Well, how do we know that wouldn’t happen to us?

So one day I thought I would do a little “thought experiment” and imagine if Deb and I woke up with $1 million.  What would we do with all that cash?  We had a fun little discussion dreaming about this and these are our answers.*

The 5 Things We Would Do and Why

  1. Give 25% Away (-$250,000) – We would hold to our commitment of giving 20% of any income to church and charity.  And increase it by 5%.  We wouldn’t stop to negotiate or to rationalize with ourselves, because this is an incredible workout for our generosity muscle.  We need this training because if we’re not willing to give $250,000 out of $1 Million, we’re not going to be hardcore enough to give $2.5 Million if we had $10 Million.  Besides, it’ll be totally amazing to be able to give away a quarter of a million dollars!
  2. Pay Off The House (-$45,000) – As we mentioned in our post commemorating our 1-year homeownership anniversary, we are about one year away from paying off our home mortgage.  This may not be the highest yielding investment opportunity, but we value the peace of mind of being completely out of debt and also the significant decrease in our monthly expenses.  (If we had any other types of debt, paying them off would fall right into this step as well.)
  3. Max Out Our Roth IRAs (-$11,000) – We actually wouldn’t qualify for Roth IRA contributions if we got $1 million because we would be above the max allowable income level, but this is where we would park the cash if we could.  Roth IRAs grow tax-free, which is a huge savings if the account grows significantly over the next few decades.  We would put the cash into a Traditional IRA as a secondary option to at least defer taxes to a later date, or switch to a Roth down the road.
  4. Replace Gas-Guzzler With a Used Electric Vehicle (-$20,000) – One of the most non-crumb-saving aspects of our lives right now is the vehicle that we drive: A thirsty Honda Accord V6 that averages 22-23 mpg.  I know.  It’s downright pathetic.  To remedy our hypocritical ways, we would invest in an electrified vehicle of some sort.  Since we’ll still only have one car, we won’t be able to get by with a limited range EV like the Honda Fit EV or Nissan Leaf, nor would we be able to justify the high price of a Tesla Model S (Alas! Can’t escape my own frugal logic, even in my dreams), so we’ll be looking at a plug-in hybrid vehicle like a Honda Accord Hybrid Plug-in or Toyota Prius Plug-in.  (Of course, we’ll buy used.)  By my rough estimates, this would save us at least $1000 in gas a year.  Also, because our solar panels generate surplus power, by employing proper route planning and recharging, it’s conceivable that we could practically drive for free.  (With clean, renewable energy to boot!)
  5. Invest for Passive Income (-$674,000) – All the remaining money would be invested for passive income.  This would be in a diversified portfolio consisting mostly of index funds, real estate, and peer-to-peer lending.  Assuming a healthy rate of growth and using the safe withdrawal rate of 4%, this principal would throw off nearly $27,000 annually for us to live on.  This is more than our current level of annual spending, so we would essentially be able to retire.  But we wouldn’t retire in the traditional sense of the term.  We’d just utilize that freedom of not being dependent on the paycheck to make our lives more beneficial to the world.  Deb could stay home and raise kids if/when we have any–or we BOTH could!  We could volunteer our time for the causes that we believe in, without the need to get paid.  Or we could just give even more money away to worthy causes.  The point is, instead of stuff that decreases in value, this windfall would buy us freedom to do what we feel is most valuable.

How About You?

I know that at one point earlier in my life, I probably would have blown the entire million dollars on consumable stuff that would have been a complete waste.  (Fancy cars! Shiny gadgets! Expensive trips!)  Now, I find so much more satisfaction in saving the money, putting it to work, and creating a future of freedom to pursue what’s most important in life.  In other words, the $1 million wouldn’t change our course much other than pushing us faster toward the direction where we’re headed already.
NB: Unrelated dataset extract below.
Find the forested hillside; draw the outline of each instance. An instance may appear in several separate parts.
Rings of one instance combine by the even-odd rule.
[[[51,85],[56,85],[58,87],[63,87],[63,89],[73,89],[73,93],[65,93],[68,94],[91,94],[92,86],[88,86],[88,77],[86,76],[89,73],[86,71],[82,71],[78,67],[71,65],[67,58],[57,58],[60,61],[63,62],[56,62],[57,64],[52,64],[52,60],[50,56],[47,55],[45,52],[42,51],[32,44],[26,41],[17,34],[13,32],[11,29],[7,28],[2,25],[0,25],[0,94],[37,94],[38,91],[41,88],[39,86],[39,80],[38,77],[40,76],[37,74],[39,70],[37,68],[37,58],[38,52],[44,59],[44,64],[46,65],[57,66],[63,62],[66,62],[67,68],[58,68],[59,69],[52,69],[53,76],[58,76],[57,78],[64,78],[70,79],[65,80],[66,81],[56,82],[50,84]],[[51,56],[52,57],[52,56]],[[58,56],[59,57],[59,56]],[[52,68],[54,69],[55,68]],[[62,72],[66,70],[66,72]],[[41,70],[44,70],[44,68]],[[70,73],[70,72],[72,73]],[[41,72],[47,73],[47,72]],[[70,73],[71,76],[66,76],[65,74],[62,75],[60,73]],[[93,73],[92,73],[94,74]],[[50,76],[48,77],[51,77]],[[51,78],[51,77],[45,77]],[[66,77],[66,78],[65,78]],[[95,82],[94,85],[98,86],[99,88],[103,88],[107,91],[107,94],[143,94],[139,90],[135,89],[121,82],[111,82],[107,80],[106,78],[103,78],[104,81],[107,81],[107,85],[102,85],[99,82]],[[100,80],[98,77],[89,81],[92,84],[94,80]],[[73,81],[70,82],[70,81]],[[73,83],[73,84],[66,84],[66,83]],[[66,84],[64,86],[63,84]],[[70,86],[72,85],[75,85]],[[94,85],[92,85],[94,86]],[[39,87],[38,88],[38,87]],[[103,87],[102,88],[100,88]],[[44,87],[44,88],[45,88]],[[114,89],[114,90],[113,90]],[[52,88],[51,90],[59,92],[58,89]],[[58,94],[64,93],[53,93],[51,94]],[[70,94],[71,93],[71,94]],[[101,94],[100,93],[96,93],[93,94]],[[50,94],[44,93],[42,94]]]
What about you?  Try thinking it through, writing it out, and discussing with your spouse what YOU would do if you woke up with $1 million.  Taking the time to dream a little may show you a great deal about yourself.  (You may discover yourself to be just as nutso as the lotto winner who went cuckoo, in which case you should seek help.)  It can help crystalize your priorities, paving the way for a clearer game plan to attain your dreams.

So what would YOU do if you had $1 million?

*We’re assuming this is $1 million post-taxes.  Not realistic, I know.  Don’t get on my case for DREAMING, all right?!